- Dalrymple Railway Viaduct to the north of the village
- Dalrymple Location within East Ayrshire
- Population: 1,660 (2020)
- OS grid reference: NS361146
- Council area: East Ayrshire;
- Lieutenancy area: Ayrshire and Arran;
- Country: Scotland
- Sovereign state: United Kingdom
- Post town: AYR
- Postcode district: KA6
- Police: Scotland
- Fire: Scottish
- Ambulance: Scottish
- UK Parliament: Ayr, Carrick and Cumnock;
- Scottish Parliament: Carrick, Cumnock and Doon Valley;

= Dalrymple, East Ayrshire =

Dalrymple (Drumple) is a village and parish in East Ayrshire, Scotland, lying in the Doon Valley on the north bank of the River Doon. The population is around 1,347.

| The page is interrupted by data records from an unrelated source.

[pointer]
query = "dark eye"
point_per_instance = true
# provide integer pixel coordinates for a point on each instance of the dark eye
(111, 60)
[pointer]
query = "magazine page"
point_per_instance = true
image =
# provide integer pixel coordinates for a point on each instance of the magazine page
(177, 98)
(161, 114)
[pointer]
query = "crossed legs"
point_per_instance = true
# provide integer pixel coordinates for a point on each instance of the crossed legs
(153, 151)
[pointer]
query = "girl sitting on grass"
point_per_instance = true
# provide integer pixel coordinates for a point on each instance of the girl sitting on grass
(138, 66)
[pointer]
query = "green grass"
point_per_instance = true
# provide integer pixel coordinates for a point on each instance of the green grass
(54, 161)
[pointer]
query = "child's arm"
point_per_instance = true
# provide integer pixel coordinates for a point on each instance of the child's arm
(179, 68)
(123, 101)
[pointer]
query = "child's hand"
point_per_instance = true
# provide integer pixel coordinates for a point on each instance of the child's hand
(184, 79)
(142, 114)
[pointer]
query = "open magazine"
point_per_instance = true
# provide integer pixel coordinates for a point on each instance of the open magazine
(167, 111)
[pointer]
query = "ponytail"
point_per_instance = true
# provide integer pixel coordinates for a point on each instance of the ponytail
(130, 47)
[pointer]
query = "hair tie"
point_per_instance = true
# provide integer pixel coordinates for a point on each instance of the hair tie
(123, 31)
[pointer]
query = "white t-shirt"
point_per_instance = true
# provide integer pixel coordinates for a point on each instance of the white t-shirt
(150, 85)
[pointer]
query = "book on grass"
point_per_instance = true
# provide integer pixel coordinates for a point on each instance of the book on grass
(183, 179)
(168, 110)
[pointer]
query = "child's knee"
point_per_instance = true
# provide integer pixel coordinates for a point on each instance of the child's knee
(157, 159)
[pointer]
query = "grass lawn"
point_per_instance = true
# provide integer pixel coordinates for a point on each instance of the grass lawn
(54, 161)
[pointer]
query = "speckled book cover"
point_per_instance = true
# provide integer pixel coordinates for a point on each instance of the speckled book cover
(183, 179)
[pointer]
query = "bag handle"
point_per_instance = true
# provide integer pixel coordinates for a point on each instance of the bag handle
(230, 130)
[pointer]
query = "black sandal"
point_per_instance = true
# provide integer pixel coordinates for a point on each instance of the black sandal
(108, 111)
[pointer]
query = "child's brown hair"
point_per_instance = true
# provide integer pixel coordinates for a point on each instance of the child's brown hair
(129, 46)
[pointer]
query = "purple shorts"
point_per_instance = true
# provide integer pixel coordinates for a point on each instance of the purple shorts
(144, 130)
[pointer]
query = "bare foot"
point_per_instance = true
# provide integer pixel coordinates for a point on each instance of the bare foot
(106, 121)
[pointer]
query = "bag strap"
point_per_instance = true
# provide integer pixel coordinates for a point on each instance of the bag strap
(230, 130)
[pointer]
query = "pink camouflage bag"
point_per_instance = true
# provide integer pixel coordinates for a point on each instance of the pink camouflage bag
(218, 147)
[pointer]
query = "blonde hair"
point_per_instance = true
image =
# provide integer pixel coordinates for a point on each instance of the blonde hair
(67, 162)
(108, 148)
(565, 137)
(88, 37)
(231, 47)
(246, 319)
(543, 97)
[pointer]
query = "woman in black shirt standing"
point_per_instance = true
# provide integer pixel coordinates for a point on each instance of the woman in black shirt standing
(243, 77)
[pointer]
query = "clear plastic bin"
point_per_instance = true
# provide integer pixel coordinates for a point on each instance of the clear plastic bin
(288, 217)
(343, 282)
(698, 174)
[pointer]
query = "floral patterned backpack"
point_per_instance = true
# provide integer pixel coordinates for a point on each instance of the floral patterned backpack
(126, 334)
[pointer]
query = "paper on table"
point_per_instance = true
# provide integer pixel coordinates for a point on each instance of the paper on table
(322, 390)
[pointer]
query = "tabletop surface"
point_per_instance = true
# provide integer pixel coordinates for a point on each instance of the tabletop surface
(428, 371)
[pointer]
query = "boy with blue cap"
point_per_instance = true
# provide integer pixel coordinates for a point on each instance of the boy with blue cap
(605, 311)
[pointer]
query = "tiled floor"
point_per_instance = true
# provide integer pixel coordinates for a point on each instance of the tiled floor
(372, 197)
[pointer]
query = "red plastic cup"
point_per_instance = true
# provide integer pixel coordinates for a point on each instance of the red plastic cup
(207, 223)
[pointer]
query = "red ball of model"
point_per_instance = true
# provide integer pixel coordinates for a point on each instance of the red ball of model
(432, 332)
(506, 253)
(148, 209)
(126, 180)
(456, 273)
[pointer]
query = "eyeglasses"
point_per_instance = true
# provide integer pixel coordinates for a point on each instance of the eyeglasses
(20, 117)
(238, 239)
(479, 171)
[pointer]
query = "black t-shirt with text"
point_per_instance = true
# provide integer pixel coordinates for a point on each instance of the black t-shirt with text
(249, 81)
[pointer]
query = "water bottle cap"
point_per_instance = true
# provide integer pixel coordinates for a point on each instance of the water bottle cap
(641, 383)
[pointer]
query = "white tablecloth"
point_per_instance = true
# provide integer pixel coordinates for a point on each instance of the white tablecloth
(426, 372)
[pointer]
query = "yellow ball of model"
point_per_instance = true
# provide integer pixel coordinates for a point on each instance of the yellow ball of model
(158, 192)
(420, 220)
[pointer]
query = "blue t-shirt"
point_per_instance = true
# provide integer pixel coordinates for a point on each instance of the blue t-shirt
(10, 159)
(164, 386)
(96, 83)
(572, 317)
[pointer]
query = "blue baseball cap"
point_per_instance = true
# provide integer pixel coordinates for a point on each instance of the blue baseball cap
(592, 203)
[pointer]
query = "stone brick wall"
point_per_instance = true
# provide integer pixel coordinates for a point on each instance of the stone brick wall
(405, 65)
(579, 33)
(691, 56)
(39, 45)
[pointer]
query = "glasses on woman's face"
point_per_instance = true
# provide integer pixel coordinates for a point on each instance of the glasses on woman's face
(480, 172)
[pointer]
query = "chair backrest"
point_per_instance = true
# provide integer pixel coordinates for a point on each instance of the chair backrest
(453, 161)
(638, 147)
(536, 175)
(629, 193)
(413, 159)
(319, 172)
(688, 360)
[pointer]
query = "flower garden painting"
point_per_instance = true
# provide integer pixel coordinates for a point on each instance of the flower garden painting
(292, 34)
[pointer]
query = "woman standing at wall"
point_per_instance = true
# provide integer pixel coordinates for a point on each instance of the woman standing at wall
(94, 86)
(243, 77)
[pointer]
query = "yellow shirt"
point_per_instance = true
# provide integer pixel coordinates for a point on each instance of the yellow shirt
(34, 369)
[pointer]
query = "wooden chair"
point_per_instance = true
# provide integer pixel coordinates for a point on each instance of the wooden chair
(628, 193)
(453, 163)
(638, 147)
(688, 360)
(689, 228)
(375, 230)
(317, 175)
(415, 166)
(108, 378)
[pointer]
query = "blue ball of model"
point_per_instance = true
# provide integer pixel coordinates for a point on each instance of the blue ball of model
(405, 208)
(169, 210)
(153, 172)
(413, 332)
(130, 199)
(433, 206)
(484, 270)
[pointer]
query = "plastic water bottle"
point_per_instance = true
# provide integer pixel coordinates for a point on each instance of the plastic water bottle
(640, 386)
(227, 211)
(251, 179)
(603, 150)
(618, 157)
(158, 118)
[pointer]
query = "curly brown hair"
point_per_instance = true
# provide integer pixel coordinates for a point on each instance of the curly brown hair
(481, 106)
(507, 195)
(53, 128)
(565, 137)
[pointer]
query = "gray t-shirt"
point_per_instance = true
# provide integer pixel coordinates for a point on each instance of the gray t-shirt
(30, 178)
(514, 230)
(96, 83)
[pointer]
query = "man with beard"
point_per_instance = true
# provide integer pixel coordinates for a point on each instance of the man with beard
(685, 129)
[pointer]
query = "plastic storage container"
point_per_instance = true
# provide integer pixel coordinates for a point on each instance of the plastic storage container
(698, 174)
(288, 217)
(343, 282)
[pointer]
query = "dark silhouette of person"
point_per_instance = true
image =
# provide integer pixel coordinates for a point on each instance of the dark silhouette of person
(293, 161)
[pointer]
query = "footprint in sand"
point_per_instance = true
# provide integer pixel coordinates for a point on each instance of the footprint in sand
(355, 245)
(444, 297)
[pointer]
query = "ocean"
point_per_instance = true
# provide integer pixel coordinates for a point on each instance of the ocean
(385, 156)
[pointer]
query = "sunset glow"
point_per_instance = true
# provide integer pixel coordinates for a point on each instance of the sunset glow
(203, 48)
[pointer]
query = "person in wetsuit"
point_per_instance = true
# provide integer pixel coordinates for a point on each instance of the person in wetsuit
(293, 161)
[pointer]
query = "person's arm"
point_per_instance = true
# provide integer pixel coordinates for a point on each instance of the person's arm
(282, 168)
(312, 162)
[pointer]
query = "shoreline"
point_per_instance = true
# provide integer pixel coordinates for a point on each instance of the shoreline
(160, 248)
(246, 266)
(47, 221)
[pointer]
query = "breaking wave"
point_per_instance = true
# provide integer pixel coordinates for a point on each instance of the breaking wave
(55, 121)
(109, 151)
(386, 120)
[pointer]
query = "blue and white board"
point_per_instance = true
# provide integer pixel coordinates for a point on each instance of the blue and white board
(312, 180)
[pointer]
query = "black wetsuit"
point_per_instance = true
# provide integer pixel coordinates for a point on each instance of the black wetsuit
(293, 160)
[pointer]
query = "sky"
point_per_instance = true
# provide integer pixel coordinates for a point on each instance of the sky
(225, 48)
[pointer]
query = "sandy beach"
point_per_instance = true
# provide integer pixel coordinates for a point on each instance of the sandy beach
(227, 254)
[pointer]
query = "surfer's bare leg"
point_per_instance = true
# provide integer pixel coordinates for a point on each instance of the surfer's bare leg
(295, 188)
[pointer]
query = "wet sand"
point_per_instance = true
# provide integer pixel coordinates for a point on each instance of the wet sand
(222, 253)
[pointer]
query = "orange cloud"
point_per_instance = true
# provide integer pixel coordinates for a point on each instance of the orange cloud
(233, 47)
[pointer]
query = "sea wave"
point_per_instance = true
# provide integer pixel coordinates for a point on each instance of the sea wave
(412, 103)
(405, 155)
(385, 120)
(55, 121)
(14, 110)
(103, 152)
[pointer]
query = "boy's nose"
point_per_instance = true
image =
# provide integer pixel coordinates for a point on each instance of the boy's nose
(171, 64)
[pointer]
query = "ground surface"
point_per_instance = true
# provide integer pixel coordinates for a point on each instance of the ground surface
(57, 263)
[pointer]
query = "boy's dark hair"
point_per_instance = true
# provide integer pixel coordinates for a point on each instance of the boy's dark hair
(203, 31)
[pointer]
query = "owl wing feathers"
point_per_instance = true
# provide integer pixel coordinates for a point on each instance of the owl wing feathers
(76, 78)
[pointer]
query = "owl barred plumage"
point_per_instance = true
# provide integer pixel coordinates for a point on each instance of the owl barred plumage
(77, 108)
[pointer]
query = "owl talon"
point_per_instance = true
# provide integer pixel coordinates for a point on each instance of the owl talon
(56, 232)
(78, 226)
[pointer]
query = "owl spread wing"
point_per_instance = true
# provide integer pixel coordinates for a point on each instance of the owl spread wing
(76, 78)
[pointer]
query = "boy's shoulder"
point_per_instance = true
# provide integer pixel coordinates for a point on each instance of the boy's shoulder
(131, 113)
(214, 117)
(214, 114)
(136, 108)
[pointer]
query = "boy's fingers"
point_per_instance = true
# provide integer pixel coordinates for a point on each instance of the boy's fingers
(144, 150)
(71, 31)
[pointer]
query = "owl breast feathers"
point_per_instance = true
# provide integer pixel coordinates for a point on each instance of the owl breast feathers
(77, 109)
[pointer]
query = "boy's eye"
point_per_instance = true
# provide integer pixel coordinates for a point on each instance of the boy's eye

The name Dalrymple comes from Gaelic meaning "flat field of the crooked pool or river". The village is relatively modern, although the parish and church of Dalrymple are older. When the community was first established around 1800, there were two streets, Main Street and Garden Street. The village grew slowly until the late 20th century, when council housing was built to house families from coal-mining villages in the area that were suffering an economic decline.

It has about 1,000 houses. There are two pubs, The Kirkton Inn; a hotel with self-catering studios, a restaurant, a hairdresser, shops, a chemist, as well as a primary school. The village is in the catchment area for high schools in Ayr, Maybole and Dalmellington. Ayr is 6 mi north of Dalrymple by road.

The River Doon remains the boundary of the village on the southern end, and Purclewan Burn to the west and north.

Newer housing developments have tended to be on the eastern side of the village.

By the mid-20th century most of the housing had been built by the local Council. However, starting in the 1980s, many houses were purchased by their occupants and more recently, all new developments have been private.

The older part of the Village (Garden Street, Main Street and surrounding streets) is affectionately referred to as the 'bottom end' (of the village) by the inhabitants of Dalrymple and the newer part is called the 'top end'.